What it is making me evaluate is how I measure success. I’ve always measured success by completed reports and projects. That just isn’t going to cut it now. If I stay in that lane, I will feel like an utter failure every single day because I’m going to have so little time to work on much of anything. My job now is to direct operations within my department and work on more macro items like department guidance.

How does this relate to writing?

I know. Here’s the point: you only have so much time each day and if you’re anything like me, you have very little unscheduled time each day. Each of us are pulled in several directions by competing desires. How do you manage all that in order to feel successful?
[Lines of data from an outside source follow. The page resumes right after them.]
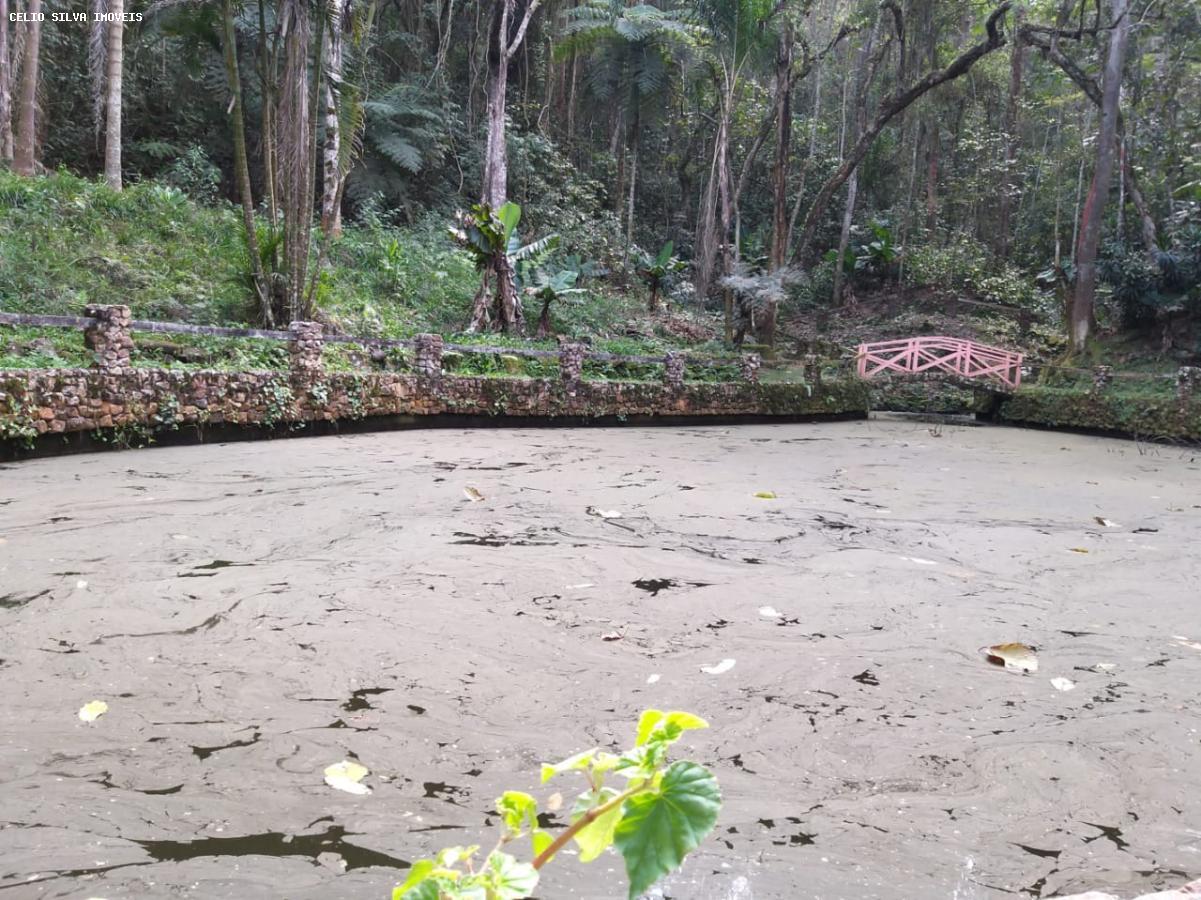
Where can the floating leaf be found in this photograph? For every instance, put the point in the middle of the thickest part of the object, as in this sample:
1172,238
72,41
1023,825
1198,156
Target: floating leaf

#1 Priorities: Determine the order of your priorities so that you can ascribe the most time to the most important things.
#2 Delegation: If you can get someone else to do something for you so you can focus on things that NO ONE can do for you, that is time well spent (this feeds back into my February discussion of paying people to take care of more-menial tasks to free you up to do unique, bespoke work).
#3 Proper Goal Setting: If you’re pinning the ethereal feeling of success to inappropriate goals, you’ll feel a failure. Set things that are attainable each day and then work toward them, work really hard. Don’t lose focus and put the time in.
#4 Don’t Despair: We all make mistakes and we all have setbacks. It’s not debilitating, it’s just demoralizing. So get back in there and show your goals what for.
#5 Perspective: Remember that at the end of the day, if you’re kids are safe and (mostly) happy and if your spouse is content and your house is secure and you’re not hungry, you’re doing better than most of the world. If you didn’t hit your writing goal by 50 words, it is literally not the end of the world. You’ll get back on the horse tomorrow.

Follow these steps and master your time. You can do this.

May the tide carry you to safer shores.